Kenneth M. Kambara said...

Shhhhhh, Fred, you're getting too close to the root of the problem. While I don't believe there is a normative model for higher education, I think that most institutions are misconfigured and inefficient. I think this persists because of the "credence qualities" of what is being offered and a huge question is what's the value-added of higher education. I think many in libertarian circles think that higher education at current prices isn't worth it. Is that a good reason to subsidize the sticker price for the upper classes? Sounds like "treats" to me and I've seen the rhetoric that it has spillover effects, but I haven't seen any hard data on this.

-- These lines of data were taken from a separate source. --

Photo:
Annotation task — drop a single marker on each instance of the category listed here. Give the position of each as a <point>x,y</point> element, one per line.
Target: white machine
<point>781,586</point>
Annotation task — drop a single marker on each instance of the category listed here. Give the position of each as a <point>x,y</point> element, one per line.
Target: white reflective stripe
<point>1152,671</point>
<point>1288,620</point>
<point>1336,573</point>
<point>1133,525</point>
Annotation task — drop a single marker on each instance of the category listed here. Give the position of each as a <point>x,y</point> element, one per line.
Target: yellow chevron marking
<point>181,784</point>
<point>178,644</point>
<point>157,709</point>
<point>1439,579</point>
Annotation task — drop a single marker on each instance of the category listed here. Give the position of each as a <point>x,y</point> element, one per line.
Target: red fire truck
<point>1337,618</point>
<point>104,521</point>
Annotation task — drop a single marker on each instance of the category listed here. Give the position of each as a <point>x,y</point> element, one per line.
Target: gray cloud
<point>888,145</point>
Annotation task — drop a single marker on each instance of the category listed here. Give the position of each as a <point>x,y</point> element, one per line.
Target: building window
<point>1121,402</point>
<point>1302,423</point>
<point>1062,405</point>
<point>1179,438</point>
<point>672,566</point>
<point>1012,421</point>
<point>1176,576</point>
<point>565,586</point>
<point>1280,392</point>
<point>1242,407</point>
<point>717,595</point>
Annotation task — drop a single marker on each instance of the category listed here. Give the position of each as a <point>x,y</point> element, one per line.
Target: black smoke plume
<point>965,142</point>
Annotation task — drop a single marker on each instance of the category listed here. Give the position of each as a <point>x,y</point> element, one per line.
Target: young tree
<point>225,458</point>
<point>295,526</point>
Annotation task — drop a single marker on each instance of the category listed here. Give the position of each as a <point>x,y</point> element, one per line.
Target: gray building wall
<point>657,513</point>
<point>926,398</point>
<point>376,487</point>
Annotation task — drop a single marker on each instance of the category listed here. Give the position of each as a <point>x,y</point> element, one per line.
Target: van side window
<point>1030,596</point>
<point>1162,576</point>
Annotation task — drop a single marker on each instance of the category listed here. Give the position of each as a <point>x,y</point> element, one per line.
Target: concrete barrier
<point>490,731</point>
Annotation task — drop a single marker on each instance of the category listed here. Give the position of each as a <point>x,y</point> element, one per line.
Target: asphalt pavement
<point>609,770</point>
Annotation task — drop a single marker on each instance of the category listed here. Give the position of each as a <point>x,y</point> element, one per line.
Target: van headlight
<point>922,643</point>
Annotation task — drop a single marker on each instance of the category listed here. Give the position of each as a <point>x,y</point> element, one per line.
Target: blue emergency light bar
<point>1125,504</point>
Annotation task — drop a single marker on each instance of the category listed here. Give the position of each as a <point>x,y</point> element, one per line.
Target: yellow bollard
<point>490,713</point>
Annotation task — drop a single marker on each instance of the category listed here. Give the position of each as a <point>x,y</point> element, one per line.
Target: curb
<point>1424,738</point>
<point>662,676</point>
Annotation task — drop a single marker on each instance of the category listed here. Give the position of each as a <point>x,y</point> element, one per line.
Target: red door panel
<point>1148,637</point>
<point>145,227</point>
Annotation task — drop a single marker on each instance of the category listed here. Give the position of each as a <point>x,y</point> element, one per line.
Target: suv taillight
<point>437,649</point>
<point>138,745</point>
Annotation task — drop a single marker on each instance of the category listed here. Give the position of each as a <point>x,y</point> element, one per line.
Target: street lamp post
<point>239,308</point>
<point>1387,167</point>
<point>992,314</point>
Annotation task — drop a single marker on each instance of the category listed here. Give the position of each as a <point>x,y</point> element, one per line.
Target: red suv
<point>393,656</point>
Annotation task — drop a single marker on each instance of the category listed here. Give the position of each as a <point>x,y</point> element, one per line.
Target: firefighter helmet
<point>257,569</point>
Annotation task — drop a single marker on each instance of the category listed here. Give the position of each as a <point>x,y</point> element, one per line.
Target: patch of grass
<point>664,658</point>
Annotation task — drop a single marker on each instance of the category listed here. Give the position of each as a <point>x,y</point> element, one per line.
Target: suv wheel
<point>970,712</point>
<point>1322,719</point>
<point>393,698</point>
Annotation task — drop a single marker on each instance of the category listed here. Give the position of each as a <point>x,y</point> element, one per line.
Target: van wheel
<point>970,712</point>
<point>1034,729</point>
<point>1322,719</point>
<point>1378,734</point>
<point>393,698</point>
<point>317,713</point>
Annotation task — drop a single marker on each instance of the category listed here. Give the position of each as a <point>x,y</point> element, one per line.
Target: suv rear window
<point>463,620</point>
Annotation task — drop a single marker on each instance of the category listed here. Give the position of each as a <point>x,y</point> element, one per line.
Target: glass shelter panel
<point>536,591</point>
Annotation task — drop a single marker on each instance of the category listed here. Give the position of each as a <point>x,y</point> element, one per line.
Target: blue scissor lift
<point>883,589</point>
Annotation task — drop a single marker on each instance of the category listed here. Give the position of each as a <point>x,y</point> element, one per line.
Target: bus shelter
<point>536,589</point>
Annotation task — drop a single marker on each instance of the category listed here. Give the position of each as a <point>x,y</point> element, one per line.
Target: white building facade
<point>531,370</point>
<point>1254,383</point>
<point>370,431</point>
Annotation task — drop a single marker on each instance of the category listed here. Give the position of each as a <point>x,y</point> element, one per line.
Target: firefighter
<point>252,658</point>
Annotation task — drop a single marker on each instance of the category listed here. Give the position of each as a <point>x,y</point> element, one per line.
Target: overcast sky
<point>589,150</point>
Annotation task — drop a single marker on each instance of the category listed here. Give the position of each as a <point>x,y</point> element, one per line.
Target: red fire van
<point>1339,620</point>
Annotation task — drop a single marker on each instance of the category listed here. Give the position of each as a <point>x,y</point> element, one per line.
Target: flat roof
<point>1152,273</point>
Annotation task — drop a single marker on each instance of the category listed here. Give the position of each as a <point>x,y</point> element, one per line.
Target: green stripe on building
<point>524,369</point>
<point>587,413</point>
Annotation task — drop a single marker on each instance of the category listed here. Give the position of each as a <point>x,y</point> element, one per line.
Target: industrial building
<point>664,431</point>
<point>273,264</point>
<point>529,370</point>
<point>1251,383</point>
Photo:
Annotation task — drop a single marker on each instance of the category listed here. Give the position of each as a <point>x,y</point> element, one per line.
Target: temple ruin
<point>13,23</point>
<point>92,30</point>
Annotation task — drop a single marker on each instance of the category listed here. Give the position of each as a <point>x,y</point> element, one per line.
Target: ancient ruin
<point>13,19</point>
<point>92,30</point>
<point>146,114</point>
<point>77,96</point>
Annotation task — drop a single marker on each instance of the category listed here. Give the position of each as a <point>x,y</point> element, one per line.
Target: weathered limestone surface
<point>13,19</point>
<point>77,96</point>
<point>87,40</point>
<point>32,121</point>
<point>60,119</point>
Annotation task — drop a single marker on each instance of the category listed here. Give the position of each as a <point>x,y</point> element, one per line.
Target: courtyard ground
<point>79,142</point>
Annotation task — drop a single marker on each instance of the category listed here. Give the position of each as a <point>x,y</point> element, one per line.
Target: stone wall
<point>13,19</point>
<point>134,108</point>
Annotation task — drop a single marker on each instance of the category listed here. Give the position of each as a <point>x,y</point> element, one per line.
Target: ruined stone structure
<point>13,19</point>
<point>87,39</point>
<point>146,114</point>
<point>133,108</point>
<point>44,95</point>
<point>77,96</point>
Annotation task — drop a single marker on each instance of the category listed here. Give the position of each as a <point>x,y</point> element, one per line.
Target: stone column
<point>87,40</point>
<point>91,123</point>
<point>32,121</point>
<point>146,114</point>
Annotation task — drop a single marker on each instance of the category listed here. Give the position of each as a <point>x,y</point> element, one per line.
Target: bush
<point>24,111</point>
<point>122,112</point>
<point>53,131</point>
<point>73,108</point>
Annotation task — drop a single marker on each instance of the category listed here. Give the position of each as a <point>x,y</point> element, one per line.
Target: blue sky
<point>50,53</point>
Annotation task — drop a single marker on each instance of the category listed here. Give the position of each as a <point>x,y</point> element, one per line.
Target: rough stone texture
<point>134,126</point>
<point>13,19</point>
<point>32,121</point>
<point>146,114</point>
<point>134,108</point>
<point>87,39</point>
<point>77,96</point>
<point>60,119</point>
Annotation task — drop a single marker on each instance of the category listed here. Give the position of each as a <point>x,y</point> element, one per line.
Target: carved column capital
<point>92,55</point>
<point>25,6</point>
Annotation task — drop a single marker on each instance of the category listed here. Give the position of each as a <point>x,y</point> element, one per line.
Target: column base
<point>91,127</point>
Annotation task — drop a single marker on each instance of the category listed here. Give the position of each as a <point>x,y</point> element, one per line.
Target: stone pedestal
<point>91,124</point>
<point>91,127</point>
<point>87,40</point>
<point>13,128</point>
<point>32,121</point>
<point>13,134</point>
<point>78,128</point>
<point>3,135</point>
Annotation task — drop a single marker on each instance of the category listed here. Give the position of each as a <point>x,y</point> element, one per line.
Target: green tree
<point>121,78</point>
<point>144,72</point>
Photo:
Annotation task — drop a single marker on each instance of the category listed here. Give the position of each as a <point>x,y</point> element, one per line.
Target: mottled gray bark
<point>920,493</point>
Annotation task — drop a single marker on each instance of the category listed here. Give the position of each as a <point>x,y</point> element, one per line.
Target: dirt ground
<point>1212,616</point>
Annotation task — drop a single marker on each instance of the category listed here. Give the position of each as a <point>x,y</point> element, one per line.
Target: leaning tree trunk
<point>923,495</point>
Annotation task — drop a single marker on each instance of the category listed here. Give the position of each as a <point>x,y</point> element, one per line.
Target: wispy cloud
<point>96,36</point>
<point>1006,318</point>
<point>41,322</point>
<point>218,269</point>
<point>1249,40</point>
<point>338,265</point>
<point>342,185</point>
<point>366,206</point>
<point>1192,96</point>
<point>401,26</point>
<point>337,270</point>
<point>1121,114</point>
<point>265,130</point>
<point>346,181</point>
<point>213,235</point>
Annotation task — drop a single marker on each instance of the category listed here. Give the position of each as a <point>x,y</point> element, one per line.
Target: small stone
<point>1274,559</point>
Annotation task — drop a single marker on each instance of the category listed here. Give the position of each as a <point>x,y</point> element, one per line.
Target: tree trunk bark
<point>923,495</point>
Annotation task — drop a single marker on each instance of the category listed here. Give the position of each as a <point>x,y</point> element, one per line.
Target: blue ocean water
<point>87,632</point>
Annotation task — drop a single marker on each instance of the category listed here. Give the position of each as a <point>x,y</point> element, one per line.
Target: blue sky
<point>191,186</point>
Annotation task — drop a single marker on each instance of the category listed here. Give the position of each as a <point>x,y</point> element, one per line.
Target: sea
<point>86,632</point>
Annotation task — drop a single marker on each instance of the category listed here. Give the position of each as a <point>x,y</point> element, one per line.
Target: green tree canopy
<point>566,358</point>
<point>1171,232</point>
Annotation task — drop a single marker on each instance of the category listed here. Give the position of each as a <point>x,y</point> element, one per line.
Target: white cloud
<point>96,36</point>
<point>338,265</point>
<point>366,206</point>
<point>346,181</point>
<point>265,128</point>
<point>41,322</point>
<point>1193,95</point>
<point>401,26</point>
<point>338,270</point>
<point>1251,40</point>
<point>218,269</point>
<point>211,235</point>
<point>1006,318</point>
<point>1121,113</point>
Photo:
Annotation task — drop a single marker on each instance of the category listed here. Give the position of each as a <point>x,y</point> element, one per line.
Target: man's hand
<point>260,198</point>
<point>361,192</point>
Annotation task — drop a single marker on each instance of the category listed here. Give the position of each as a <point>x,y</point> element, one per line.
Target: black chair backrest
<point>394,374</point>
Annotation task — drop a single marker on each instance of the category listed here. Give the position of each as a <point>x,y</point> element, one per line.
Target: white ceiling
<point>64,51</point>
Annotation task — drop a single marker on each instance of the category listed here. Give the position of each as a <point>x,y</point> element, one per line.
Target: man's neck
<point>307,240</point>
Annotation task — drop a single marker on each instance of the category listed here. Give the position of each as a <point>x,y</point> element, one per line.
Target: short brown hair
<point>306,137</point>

I think new models (like those in TX and FL) are in order that factor in learning styles and emphasize outcomes. I think this can be done with a leaner infrastructure and with less reliance on financial aid (again, more treats). I think eventually competition will rationalize the market, but this will likely take time. I'm not in favor of huge subsidies that distort prices, but I am in favor of delivering value with a reconfigured "production" model. Campus politics and academic culture would make this unlikely outside of a new or small institution or division.

I think the land grant model was horrible for quality and some would argue are a manifestation or a product of big government thinking.